While the Cannons were the most significant club to take the field at Foothills, the teams and players that followed did their best to continue the tradition of the sport in Calgary, even without major-league affiliation. 

“When I came in here in 2007, just understanding that era, knowing who actually played at the stadium, it was pretty cool,” said Jordy Alexander, a former professional pitcher who spent two seasons with the Vipers and now serves as the pitching coach with the University of Calgary.

“There was a lot of history for me, and it’s sad to see what’s happened, knowing how many people did enjoy the stadium when it was taken care of.”

In an email statement issued to Sportsnet, the City of Calgary cited safety considerations for the decision to demolish the stadium, despite the fact that the proposed fieldhouse remains unfunded.

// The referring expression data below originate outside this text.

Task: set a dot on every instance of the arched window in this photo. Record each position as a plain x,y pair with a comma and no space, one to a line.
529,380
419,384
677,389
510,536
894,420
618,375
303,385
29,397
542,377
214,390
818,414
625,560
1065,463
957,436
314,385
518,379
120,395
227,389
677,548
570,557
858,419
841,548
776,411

“We recognize that the Foothills Stadium has been a valued community hub and a home for many community groups over the years,” the statement read. “The decision to decommission infrastructure is based on key factors including health and safety for staff and occupants, lifecycle considerations, current building condition, the facility’s ability to meet its intended purpose and the future plans for the area.”

Once the wrecking ball departs, a baseball diamond will remain in place “until the area is required for the construction of the Foothills Multi-sport Fieldhouse.”

But it clearly won’t be the same without the infrastructure that made the field a stadium.

Since the Vipers closed up shop in 2011, Calgary’s baseball scene has dramatically shifted without a team or upkept facility to call its own.

The Okotoks Dawgs have thrived outside city limits with their youth academy and Western Canadian Baseball League team, and Webber Academy recently opened a $22 million facility in nearby Springbank. But both required motivated individuals in the private sector to step in and back the construction and maintenance of suitable playing surfaces for a higher level of baseball.

“It’s frustrating because you are taking a lot of opportunity from kids in the community without having (a sufficient replacement),” Alexander said.

Although affiliated minor-league baseball has all but left Canada — save for the Toronto Blue Jays’ high-A Vancouver Canadians — other major cities in the West have continued to foster baseball beyond the collegiate level. Something that seems out of the question in Calgary until further notice.

Edmonton has the West Coast League’s Riverhawks, who had five players taken in the 2024 MLB Draft, Vancouver’s long history with the aforementioned Canadians continues and the Winnipeg Goldeyes are a fixture in the independent American Association of Professional Baseball.

“I want to say ‘Yes, it could work,’ but it’s a tough sell,” Alexander said about high-level baseball returning to Calgary without a major stadium. “As sad as it is, you have to deal with the weather, which makes it tough.”

With no plans on the horizon for the construction of a new facility, the various academies across the city and the collegiate Dinos will continue to carry the torch for baseball in Calgary — even without the lasting presence of Foothills Stadium serving as a backdrop for the next generation.

Parker said that he would like to see the stadium be memorialized, one way or another, even offering up the original home plate from Foothills, which he has kept all these years.

“That would be nice to have something that recognizes what we had,” he said. “For everyone in the city that had an interest in baseball, to remember that it was a fun place to go. I mean, the atmosphere in the ballpark on the majority of evenings or days was electric.

“So yeah, I would feel good about that if somebody chose to have that done.”

Over the coming months, city workers will haul away the fallen bleachers and press box bit by bit. Eventually, Foothills Stadium’s physical presence will disappear completely, leaving behind only the memories of those who filled the stands or took the field at Calgary’s baseball home of nearly 60 years.